Baptiste est imitateur. Contre rémunération, il accepte de décrocher le téléphone à la place d'un célèbre auteur en mal de tranquillité pour écrire l'oeuvre de sa vie. Il imite la voix de l'écrivain et le libère ainsi de la charge mentale chronophage que représente les autres. Cette mission incongrue avec carte blanche va pousser Baptiste à prendre des initiatives audacieuses et inattendues.

Moi qui, encore une fois, aime la littérature réaliste qui sonne "juste", j'ai eu peur quand j'ai compris l'idée du scénario, que cette idée de contrefaçon un peu saugrenue devienne le prétexte à des situations bancales ou invraisemblables, ce qui ne m'aurait pas nécessairement déplu si le scénario tombait dans un excès burlesque, à l'image d'un livre de Franz Barteltt.
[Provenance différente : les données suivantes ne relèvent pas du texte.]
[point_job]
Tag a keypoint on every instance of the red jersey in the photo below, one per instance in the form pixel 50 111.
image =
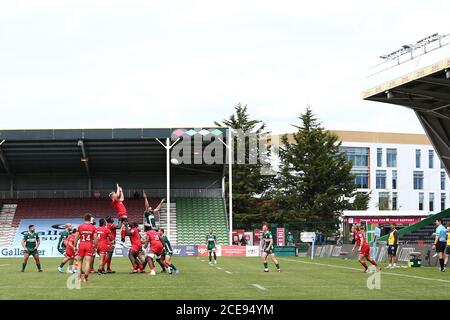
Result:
pixel 120 208
pixel 135 237
pixel 155 238
pixel 103 234
pixel 360 239
pixel 113 229
pixel 70 240
pixel 86 231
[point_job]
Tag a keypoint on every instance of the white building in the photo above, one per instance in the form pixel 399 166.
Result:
pixel 402 171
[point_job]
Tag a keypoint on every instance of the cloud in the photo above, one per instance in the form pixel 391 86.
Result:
pixel 168 63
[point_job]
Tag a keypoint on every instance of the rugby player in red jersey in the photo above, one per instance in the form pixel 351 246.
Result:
pixel 113 229
pixel 85 243
pixel 69 255
pixel 364 249
pixel 155 247
pixel 104 237
pixel 117 199
pixel 136 246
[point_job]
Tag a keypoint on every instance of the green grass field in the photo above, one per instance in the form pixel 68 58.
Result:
pixel 237 278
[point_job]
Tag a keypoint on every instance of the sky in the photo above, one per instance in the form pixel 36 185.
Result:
pixel 126 64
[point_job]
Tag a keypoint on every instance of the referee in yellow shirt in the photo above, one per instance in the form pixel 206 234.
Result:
pixel 393 241
pixel 447 250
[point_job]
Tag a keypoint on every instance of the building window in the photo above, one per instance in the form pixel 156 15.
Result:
pixel 418 180
pixel 418 155
pixel 379 157
pixel 394 179
pixel 381 179
pixel 383 201
pixel 430 159
pixel 431 201
pixel 358 156
pixel 421 196
pixel 361 178
pixel 394 201
pixel 391 158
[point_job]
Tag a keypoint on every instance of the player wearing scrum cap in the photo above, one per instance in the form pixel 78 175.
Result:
pixel 85 246
pixel 149 212
pixel 62 247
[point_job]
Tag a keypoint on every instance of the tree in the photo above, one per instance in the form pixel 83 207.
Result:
pixel 361 201
pixel 315 181
pixel 249 182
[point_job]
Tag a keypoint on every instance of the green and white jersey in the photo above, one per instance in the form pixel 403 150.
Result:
pixel 211 240
pixel 62 238
pixel 31 239
pixel 267 237
pixel 168 246
pixel 149 218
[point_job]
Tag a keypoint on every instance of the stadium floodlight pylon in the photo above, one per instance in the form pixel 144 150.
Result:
pixel 229 147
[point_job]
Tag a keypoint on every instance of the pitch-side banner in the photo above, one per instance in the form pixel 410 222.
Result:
pixel 49 232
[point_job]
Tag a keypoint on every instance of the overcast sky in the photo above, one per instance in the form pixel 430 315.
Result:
pixel 89 64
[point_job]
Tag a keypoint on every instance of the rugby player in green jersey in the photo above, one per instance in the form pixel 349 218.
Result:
pixel 168 252
pixel 149 212
pixel 268 248
pixel 211 242
pixel 30 244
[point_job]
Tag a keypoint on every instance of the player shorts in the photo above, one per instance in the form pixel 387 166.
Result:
pixel 365 250
pixel 69 253
pixel 32 252
pixel 103 248
pixel 136 248
pixel 392 250
pixel 155 251
pixel 440 246
pixel 85 250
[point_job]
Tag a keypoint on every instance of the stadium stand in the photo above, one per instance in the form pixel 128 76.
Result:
pixel 65 173
pixel 198 215
pixel 75 208
pixel 421 232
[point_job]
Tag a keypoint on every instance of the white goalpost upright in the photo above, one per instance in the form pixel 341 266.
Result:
pixel 168 147
pixel 229 147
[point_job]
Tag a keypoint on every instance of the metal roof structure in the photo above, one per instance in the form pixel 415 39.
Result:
pixel 80 151
pixel 418 77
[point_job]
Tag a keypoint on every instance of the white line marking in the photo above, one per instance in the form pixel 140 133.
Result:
pixel 258 286
pixel 383 272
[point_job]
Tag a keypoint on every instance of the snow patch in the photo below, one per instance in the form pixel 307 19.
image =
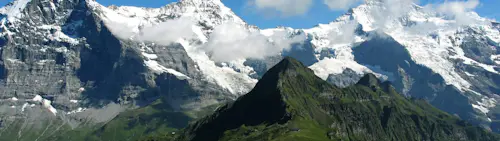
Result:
pixel 157 68
pixel 14 11
pixel 80 109
pixel 235 82
pixel 24 107
pixel 14 99
pixel 45 103
pixel 485 104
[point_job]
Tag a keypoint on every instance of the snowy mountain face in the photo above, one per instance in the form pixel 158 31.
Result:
pixel 76 59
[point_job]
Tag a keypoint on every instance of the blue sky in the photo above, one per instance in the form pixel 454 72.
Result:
pixel 318 13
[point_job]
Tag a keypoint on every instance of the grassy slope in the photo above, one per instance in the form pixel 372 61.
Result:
pixel 291 103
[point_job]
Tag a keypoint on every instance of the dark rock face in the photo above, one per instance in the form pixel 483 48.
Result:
pixel 67 55
pixel 410 78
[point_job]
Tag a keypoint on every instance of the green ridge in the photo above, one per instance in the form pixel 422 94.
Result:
pixel 290 103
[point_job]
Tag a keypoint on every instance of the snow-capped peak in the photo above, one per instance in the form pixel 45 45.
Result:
pixel 14 10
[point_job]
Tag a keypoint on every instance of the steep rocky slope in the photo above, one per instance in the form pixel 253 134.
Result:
pixel 74 63
pixel 291 103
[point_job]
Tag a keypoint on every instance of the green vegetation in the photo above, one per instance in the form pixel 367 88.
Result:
pixel 291 104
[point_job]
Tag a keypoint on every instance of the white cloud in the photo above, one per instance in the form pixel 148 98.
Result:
pixel 231 41
pixel 340 4
pixel 167 32
pixel 393 9
pixel 285 7
pixel 346 33
pixel 459 10
pixel 163 33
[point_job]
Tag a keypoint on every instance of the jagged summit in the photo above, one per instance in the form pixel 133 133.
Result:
pixel 369 80
pixel 300 110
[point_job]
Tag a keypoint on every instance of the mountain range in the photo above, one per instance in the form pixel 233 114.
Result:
pixel 70 64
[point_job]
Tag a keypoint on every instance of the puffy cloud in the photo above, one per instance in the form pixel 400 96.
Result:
pixel 285 7
pixel 231 41
pixel 346 33
pixel 167 32
pixel 162 33
pixel 459 10
pixel 340 4
pixel 393 9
Au bout du compte, le roman est plutôt sobre même si, il faut l'admettre, toutes les situations ne sont pas d'une crédibilité folle. Le résultat est mordant, moqueur et divertissant.
 
Le plus plaisant reste l'écriture riche de Luc Blanvillain et ses belles phrases érudites et bien tournées qui parsèment le roman de mots peu usités dont on a le plaisir à rechercher la signification.

Quidam éditeur - page 69

Il y avait forcément pensé, se rassura Baptiste. Chozène était d'une intelligence redoutable, qui transparaissait à chaque ligne de ses romans. Donc, non seulement il avait anticipé cet aspect du dispositif, mais il le souhaitait forcément. Cette reconfiguration du réseau était peut-être même la finalité de ce stratagème. Dans quelques mois, quand il reprendrait contact avec le monde, tout aurait changé. C'était encore plus fantasmatique que de se faire cryogéniser et réveiller dans le futur. Pendant un temps donné, quelqu'un vous déchargeait de votre vie, de vos relations, explorait vos habitudes et inventait des chemins. C'était risqué, bien sûr, mais Chozène avait-il quelque chose à perdre ? Qu'espérer du destin, quand on avait passé la cinquantaine, sinon la triste série des catastrophes prévisibles ? Baptiste lui permettait de relancer les dés, de redonner sa chance au hasard. Pour un homme ordinaire, c'était une aventure. Pour un romancier, une manne.